Food for Thought

If a brother or sister has nothing to wear and has no food for the day, and one of you says to them, 'Go in peace, keep warm, and eat well,' but you do not give them the necessities of the body, what good is it?" (Jas 2:14-16).

Jan 29, 2016

The Bible's Letter of James asks important and difficult questions: "What good is it, my brothers, if someone says he has faith but does not have works? Can that faith save him? If a brother or sister has nothing to wear and has no food for the day, and one of you says to them, 'Go in peace, keep warm, and eat well,' but you do not give them the necessities of the body, what good is it?" (Jas 2:14-16).

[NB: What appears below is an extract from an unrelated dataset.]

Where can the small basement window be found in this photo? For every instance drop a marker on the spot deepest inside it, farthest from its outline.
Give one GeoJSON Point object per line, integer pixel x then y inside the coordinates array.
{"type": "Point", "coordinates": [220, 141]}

In an August 2015 radio interview about the corporal works of mercy, Msgr. John Kennedy, an official at the Vatican's Congregation for the Doctrine of the Faith, addressed the basic need of clothing. We need clothing to protect ourselves, to keep warm. We need clothing when we outgrow what we have, or even when we wear out our clothes while working.

When we provide some of these basic necessities to one who needs it, we realize the "important and necessary connection between the words that we profess and the practical actions that we do," Msgr. Kennedy said.

It is Jesus, not just "our neighbors and our friends and our local priest" telling us of these commandments, but "they're actually commanded by God so as to allow us to put our faith into action," he said.

"These works of mercy, corporal works of mercy, are to be used for us as a clear measuring stick of our love for one another," he said.